10. Guided Project 1: Interactive Dashboard with Real-time Data
This project will guide you through building a simple yet powerful interactive dashboard using D3.js. The dashboard will feature multiple synchronized charts (a Line Chart and a Bar Chart) that update with simulated real-time data. This project will reinforce your understanding of data binding, scales, axes, interactivity, and transitions, while introducing concepts like data aggregation and multi-chart synchronization.
Project Objective
Create an interactive dashboard that displays two connected visualizations:
- Line Chart: Shows the trend of “total sales” over time.

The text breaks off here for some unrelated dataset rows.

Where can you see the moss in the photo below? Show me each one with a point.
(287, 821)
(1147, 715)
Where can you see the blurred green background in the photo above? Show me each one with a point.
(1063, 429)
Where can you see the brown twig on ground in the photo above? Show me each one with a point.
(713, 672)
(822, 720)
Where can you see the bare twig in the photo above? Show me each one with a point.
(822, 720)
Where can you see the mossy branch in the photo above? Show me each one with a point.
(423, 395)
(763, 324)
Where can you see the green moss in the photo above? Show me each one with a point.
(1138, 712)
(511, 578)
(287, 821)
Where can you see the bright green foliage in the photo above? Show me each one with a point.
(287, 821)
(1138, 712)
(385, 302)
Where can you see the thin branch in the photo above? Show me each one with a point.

- Bar Chart: Displays the “average sales per region” for the current data window.
The dashboard should:
- Simulate real-time data streaming.
- Allow the user to select a time range on the line chart (brushing) to filter the data shown in the bar chart.
- Update both charts smoothly with transitions when new data arrives or the time range changes.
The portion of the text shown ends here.